Avoid semantic duplicates that waste training budget:

Python
from sentence_transformers import SentenceTransformer
import numpy as np

def diversity_filter(examples: list[dict], similarity_threshold=0.85) -> list[dict]:
    """Remove examples with very similar user prompts."""
    encoder = SentenceTransformer("all-MiniLM-L6-v2")

    prompts = []
    for ex in examples:
        user_msgs = [m["content"] for m in ex["messages"] if m["role"] == "user"]
        prompts.append(user_msgs[0] if user_msgs else "")

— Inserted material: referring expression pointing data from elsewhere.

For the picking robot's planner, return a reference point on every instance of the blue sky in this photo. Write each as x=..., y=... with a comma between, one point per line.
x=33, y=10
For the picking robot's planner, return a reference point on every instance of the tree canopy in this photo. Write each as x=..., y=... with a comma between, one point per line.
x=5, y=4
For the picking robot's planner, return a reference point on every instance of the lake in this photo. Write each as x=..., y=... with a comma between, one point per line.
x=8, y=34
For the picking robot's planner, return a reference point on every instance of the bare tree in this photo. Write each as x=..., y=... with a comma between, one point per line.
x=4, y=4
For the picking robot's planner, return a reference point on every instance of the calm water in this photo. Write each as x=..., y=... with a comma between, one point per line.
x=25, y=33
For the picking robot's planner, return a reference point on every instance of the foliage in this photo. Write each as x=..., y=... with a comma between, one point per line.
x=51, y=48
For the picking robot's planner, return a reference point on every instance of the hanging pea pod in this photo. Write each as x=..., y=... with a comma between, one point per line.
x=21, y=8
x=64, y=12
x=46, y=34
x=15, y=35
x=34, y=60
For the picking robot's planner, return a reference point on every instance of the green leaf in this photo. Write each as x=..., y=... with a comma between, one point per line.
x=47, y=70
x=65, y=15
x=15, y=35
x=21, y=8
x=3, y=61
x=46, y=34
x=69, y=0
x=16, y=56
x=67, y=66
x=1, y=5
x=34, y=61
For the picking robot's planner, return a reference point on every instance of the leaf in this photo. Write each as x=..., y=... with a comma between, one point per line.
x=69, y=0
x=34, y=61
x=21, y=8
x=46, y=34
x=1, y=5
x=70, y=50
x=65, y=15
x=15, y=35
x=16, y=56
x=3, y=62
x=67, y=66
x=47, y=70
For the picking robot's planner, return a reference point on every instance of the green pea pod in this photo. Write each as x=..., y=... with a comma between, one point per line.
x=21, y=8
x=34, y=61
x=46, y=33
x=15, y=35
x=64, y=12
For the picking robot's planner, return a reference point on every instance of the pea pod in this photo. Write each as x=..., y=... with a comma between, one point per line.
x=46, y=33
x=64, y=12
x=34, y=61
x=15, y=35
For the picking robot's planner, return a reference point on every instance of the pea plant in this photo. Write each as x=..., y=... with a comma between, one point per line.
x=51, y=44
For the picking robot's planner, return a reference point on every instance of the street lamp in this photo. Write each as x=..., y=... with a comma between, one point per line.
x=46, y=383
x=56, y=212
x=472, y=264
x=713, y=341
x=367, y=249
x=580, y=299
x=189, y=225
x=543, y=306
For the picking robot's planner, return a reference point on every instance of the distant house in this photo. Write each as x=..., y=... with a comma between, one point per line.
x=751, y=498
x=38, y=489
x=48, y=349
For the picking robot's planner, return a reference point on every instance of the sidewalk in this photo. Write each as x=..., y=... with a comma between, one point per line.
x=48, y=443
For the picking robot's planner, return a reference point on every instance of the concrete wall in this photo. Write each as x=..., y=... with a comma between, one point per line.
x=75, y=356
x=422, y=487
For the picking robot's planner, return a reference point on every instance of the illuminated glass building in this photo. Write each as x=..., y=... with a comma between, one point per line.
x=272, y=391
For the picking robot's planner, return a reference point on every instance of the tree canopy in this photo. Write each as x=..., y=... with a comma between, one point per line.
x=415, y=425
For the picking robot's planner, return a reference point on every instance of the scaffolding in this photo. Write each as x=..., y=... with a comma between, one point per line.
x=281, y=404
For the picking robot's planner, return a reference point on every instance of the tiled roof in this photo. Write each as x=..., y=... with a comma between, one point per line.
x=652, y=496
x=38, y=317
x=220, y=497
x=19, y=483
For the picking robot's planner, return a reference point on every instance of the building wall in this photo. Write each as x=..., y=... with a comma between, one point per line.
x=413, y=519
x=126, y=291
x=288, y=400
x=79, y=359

    embeddings = encoder.encode(prompts, batch_size=64, show_progress_bar=True)
    norms = np.linalg.norm(embeddings, axis=1, keepdims=True)
    embeddings_normalized = embeddings / norms

    keep = []
    kept_embeddings = []

    for i, (example, emb) in enumerate(zip(examples, embeddings_normalized)):
        if not kept_embeddings:
            keep.append(example)
            kept_embeddings.append(emb)
            continue

        similarities = np.array(kept_embeddings) @ emb
        if similarities.max() < similarity_threshold:
            keep.append(example)
            kept_embeddings.append(emb)

    print(f"After diversity filter: {len(keep)} / {len(examples)}")
    return keep

Limitations of Synthetic Data

Bias inheritance: Synthetic data inherits biases from the generator model. If GPT-4o has misconceptions about a drug, those propagate to training data.

Hallucination risk: The generator can produce plausible-sounding but incorrect medical information. Always have a domain expert review a sample before using synthetic medical data.

Distribution shift: The generator produces examples based on its training distribution — it may not cover the edge cases your users actually encounter.

Practical approach:

  1. Generate synthetic data for common, well-covered queries
  2. Collect human-labeled data for critical edge cases and rare scenarios
  3. Have experts audit a random 5–10% of synthetic examples
  4. Use synthetic to reach scale; human-labeled data for quality anchoring

Synthetic data works best as a volume booster on top of a smaller human-labeled core.